* Russian metals firms set to exit blue chip index
* Metals prices to blame, foreign ownership under wider
* FTSE still appeals to miners, Russians stick with GDRs
By Clara Ferreira-Marques and Alessandra Prentice
LONDON/MOSCOW, June 12 Two Russian metals firms
which blazed a trail into the FTSE 100 are set to drop out of
London's blue chip index this month, leaving questions over
relations with investors, appetite for mining stocks and the
benefits of a cumbersome premium listing.
The departure of precious metals miner Polymetal
and steelmaker Evraz after less than two years signals
the end - for now - of a move into the major league that had
been expected to pave the way for more Russian arrivals.
It coincides with a debate around governance and controlling
majorities at foreign-owned miners after investors were burnt by
troubles at Kazakh miner ENRC and Indonesia-focused
While Polymetal and Evraz both have large foreign
shareholders - Evraz's biggest investor is Chelsea football club
owner Roman Abramovich - they have primarily caught out by
falling metals prices and demand worries that spooked investors.
"Evraz definitely faced the problem that it was the only
steel name in the FTSE 100," said analyst Boris Krasnojenov at
Renaissance Capital in Moscow.
"There's been a fundamental sell-off of Russian steel that
continues and we don't see many bright spots that would support
stocks. If any of the other steel mills were in the FTSE 100,
they'd be in the same situation."
Polymetal has been hit by the sharpest drop in the gold
price in 30 years, and relative weakness in silver.
Both shares have lost more than 40 percent this year, making
Polymetal the 121st biggest by market capitalisation and Evraz
the 155th biggest.
Any company falling to 111th position or below is
automatically deleted from the FTSE 100 each quarter, subject to
confirmation from the exchange. The latest quarterly review, due
later on Wednesday, will take effect at the end of this month.
While the exit can be primarily blamed on commodity markets,
analysts and advisers say it could put Russian rivals off moving
to once-coveted premium listings from global depositary receipts
(GDRs) that already let international investors buy shares.
A premium listing gives companies access to a deeper pool of
investment capital and opens the path to a high-profile FTSE
index - but it also carries more requirements around governance,
disclosure and ongoing reporting obligations.
"I wouldn't use the word hassle, but it is a question of
cost-benefit," Gary Schweitzer, a partner at Ernst & Young in
Moscow who is also capital markets director and IPO leader.
"The premium listing, because of the requirements for the
listing, in addition to ongoing reporting obligations, is right
now less popular."
Russian potash producer Uralkali, for example, had been
considering a premium listing around the time of Evraz and
Polymetal's entrance to the FTSE, but has since said it sees
little additional shareholder value in moving up from GDRs.
London's allure remains and particularly for mining and
metals groups - with Asia seen as a more strategic destination
for firms seeking Chinese buyers or partners and a U.S. listing
preferred for technology firms.
The London Stock Exchange's deputy head of primary markets,
Jon Edwards - responsible for developing business in the former
Soviet Union and Eastern Europe - said there was still appetite,
with many metals firms preparing for a window of opportunity.
But he too pointed to the ongoing attraction of GDRs, which
foreign investors often use to invest in companies based in
"(A premium listing) is still something that Russian
companies may consider, but they will take a careful look at
cost-benefit because the GDR market is still very effective," he
said, pointing to Russian companies as among the most traded.
"It is still a very solid tool, a deep market, and there is
quite strong liquidity."
Based on volumes so far this year, the LSE is expecting 2013
trade volumes of $300 billion on its international order book -
or GDR market - the vast majority of which are Russian. This is
up on historic levels but below a peak of $500 billion in 2011.

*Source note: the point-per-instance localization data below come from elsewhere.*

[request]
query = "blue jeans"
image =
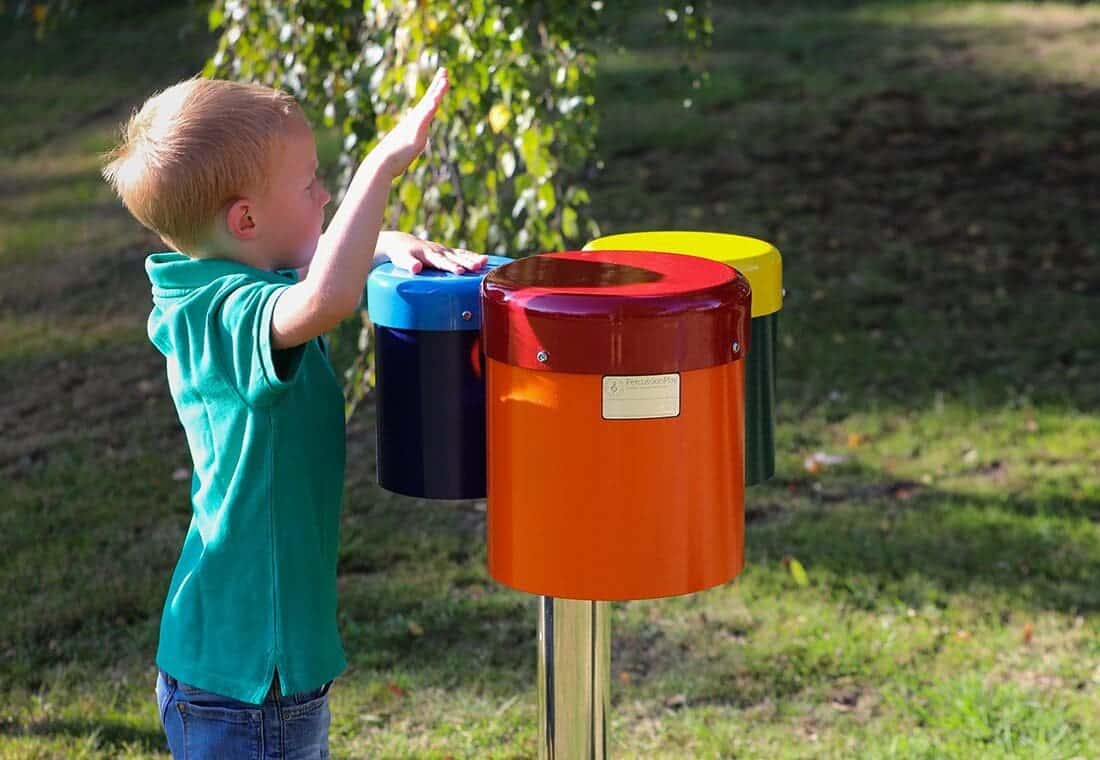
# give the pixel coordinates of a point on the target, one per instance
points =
(202, 725)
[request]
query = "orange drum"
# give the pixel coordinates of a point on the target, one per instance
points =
(615, 423)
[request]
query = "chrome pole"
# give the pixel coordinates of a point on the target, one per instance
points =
(574, 673)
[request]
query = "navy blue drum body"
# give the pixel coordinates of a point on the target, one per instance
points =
(429, 381)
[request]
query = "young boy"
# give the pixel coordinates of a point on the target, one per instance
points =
(226, 174)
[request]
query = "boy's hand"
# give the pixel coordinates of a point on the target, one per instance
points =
(405, 142)
(414, 254)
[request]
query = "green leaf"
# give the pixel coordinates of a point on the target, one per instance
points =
(409, 195)
(799, 573)
(547, 199)
(569, 223)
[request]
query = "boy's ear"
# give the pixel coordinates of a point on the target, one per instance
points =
(239, 220)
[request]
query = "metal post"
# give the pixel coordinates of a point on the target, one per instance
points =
(574, 673)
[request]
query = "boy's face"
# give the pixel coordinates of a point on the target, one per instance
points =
(294, 205)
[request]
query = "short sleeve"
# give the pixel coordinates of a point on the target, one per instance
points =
(243, 326)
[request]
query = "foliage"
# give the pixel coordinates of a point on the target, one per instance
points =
(506, 165)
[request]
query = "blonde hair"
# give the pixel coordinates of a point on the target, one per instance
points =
(193, 150)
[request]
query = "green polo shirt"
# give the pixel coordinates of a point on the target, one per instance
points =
(255, 586)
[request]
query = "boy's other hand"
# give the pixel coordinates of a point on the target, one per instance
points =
(414, 254)
(405, 142)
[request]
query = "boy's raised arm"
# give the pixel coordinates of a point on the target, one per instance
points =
(333, 287)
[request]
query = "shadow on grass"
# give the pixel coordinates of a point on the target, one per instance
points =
(932, 206)
(102, 731)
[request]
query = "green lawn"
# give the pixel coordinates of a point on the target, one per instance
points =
(930, 174)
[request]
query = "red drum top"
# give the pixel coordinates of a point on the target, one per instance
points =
(615, 312)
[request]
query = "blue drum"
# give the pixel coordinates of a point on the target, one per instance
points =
(429, 381)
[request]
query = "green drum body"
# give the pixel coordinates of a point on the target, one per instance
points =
(761, 264)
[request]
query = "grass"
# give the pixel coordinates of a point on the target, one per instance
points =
(924, 168)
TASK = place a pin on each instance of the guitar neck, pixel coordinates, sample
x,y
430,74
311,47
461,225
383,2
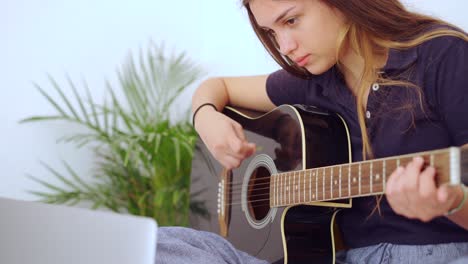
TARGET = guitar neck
x,y
361,178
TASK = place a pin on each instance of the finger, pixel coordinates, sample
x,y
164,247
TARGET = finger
x,y
391,187
411,179
446,194
239,130
231,162
240,148
395,197
427,185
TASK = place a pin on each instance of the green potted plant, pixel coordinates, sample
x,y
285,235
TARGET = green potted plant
x,y
143,153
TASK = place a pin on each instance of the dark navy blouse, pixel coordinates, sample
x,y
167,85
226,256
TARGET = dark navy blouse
x,y
397,125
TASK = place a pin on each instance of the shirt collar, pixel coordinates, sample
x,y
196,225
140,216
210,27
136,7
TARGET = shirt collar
x,y
400,59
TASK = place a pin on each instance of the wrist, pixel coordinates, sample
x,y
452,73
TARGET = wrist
x,y
202,108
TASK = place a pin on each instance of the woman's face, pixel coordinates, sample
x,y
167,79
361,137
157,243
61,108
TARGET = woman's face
x,y
306,31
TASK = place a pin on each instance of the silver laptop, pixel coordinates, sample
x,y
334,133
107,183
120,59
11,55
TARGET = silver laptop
x,y
39,233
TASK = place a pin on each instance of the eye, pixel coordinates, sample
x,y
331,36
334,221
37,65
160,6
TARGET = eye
x,y
291,21
269,32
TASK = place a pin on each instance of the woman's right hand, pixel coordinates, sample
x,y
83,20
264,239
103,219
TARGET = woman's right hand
x,y
224,137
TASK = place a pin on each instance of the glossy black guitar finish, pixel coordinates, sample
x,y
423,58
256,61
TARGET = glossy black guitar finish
x,y
289,138
274,206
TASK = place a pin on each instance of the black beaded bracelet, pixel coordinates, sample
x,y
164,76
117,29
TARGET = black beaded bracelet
x,y
198,108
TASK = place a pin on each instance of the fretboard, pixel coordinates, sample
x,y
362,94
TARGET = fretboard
x,y
357,179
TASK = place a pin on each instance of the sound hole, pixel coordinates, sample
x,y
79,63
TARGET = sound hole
x,y
259,193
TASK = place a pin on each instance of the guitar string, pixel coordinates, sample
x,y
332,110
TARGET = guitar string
x,y
286,195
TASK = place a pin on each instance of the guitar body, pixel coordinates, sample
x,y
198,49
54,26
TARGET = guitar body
x,y
237,203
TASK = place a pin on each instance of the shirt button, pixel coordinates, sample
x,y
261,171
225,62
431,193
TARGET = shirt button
x,y
375,87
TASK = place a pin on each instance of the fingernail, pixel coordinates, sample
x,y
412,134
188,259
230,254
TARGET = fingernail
x,y
399,170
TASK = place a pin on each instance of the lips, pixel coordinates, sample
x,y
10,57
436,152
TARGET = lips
x,y
301,61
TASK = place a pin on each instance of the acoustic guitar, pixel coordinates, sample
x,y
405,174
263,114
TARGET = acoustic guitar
x,y
281,203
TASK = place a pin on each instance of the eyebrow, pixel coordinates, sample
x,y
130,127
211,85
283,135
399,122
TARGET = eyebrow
x,y
282,15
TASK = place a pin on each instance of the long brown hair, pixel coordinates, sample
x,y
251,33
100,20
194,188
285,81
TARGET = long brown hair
x,y
374,26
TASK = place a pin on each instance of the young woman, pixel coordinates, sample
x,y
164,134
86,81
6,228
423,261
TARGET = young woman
x,y
399,79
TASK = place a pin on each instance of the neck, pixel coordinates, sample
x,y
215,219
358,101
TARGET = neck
x,y
353,68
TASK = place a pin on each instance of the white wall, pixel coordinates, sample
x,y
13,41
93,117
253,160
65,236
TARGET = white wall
x,y
90,39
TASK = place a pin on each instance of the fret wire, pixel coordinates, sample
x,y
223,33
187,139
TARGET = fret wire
x,y
316,185
323,183
284,186
281,189
349,180
331,183
384,177
359,178
274,189
289,190
294,188
371,178
340,183
310,186
304,187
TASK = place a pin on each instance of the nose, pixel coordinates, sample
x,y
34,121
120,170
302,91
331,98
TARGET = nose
x,y
286,44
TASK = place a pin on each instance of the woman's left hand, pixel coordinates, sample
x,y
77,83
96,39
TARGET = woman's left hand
x,y
412,192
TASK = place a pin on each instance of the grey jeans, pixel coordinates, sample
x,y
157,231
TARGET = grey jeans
x,y
178,245
453,253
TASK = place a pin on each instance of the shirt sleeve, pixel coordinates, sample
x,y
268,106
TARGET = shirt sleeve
x,y
285,88
452,90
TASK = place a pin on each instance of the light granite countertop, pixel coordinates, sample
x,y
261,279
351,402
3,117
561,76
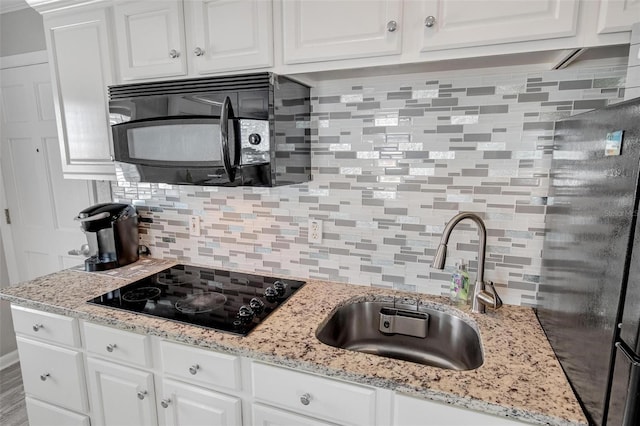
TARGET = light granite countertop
x,y
520,378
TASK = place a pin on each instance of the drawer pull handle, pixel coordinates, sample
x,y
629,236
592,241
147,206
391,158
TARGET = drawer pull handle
x,y
305,399
430,21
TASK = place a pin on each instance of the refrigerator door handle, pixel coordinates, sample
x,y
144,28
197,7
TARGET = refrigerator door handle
x,y
628,352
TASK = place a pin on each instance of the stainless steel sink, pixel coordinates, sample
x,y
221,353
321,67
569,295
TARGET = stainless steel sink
x,y
450,343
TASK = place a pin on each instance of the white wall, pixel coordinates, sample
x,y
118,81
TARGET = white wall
x,y
21,32
7,337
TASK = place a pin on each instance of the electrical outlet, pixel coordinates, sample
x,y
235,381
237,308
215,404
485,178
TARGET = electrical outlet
x,y
194,226
315,231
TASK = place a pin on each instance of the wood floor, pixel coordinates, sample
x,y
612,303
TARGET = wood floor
x,y
12,408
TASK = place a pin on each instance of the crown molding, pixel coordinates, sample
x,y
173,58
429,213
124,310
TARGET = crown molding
x,y
7,6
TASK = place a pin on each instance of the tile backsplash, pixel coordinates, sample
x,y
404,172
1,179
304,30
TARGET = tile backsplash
x,y
393,159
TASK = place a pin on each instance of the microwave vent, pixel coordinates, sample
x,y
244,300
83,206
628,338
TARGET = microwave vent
x,y
232,83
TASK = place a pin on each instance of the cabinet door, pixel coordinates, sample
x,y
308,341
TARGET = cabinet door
x,y
78,49
53,374
183,404
229,35
150,37
43,414
314,396
263,415
120,396
460,23
319,30
618,15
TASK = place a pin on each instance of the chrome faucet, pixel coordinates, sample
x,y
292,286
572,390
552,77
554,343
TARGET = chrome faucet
x,y
481,297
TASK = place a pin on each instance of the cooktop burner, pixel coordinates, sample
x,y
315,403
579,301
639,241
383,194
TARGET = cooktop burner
x,y
213,298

Undoubtedly, Russian and other former Soviet Union companies
aiming for promotion will face deep scepticism from investors
burnt by ENRC and BUM, who have questioned listing rules.

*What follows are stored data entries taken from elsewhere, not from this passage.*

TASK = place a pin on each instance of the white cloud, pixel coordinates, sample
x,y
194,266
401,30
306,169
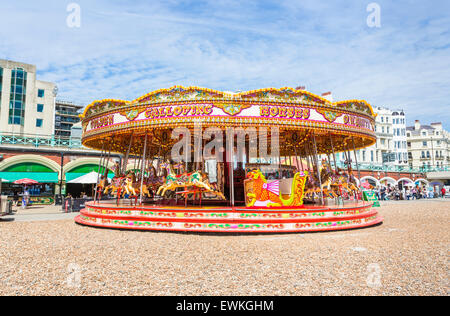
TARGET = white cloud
x,y
123,51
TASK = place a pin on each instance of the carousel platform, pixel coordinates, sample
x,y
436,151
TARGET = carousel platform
x,y
229,220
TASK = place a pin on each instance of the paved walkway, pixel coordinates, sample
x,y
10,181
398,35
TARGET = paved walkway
x,y
38,213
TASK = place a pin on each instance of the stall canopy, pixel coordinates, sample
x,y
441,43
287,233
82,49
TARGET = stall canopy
x,y
90,178
26,182
40,177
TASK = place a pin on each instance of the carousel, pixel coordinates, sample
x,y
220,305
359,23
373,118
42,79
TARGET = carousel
x,y
202,160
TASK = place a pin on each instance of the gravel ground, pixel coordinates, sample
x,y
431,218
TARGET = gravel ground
x,y
407,255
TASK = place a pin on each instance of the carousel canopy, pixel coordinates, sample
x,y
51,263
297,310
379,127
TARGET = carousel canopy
x,y
300,115
90,178
26,181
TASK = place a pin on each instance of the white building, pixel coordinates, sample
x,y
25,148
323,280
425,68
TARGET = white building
x,y
391,146
27,105
428,146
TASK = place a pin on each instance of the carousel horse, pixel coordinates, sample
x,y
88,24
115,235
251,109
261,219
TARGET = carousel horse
x,y
116,186
315,186
269,195
132,186
103,183
329,178
153,182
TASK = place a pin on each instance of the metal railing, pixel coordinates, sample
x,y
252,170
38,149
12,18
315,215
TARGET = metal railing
x,y
394,168
39,141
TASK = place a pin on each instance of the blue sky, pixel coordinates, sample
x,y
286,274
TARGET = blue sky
x,y
125,49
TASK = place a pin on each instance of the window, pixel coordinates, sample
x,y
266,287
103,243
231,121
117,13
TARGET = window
x,y
17,97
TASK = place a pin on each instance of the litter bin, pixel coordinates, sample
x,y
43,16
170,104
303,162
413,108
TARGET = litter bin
x,y
4,208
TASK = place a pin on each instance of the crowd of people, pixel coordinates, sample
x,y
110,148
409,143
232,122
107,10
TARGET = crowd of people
x,y
407,193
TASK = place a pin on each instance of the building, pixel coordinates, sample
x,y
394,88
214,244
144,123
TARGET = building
x,y
428,146
390,149
66,115
27,105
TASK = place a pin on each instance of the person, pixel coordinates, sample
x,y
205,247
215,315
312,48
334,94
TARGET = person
x,y
383,193
408,193
16,198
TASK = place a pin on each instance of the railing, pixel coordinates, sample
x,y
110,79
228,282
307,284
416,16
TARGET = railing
x,y
67,113
39,141
394,168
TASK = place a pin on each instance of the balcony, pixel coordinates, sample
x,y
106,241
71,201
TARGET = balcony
x,y
74,114
40,141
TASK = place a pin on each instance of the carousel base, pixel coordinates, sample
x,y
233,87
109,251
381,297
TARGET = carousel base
x,y
229,220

For now, the only remaining name from the former Soviet
Union in the FTSE 100 is ENRC. Although the rules mean it looks
set to retain its FTSE 100 place despite the 103rd biggest
company, a potential buyout bid from its trio of billionaire
founders may take it private.
"A company like Polymetal is a well-run company that has
suffered from plunging gold and silver prices but at the other
end of the spectrum you have poor cost control, poor capital
allocation, poor governance," said analyst Nik Stanojevic at
stockbroker Brewin Dolphin.
Even once darling stocks like Petropavlovsk offer a
cautionary tale. Teetering on the verge of breaking into the
FTSE 100 in 2009, the gold producer now looks like it could drop
out of the FTSE 250, weighed down by a sharp drop in bullion
prices, a strained balance sheet and aggressive short selling.
"The principle reason for being listed is to give you
currency to buy things and at the moment we are so lowly valued
that it is an expensive exercise," Petropavlovsk chairman Peter
Hambro said, adding the company was not currently considering
stepping back from a premium listing.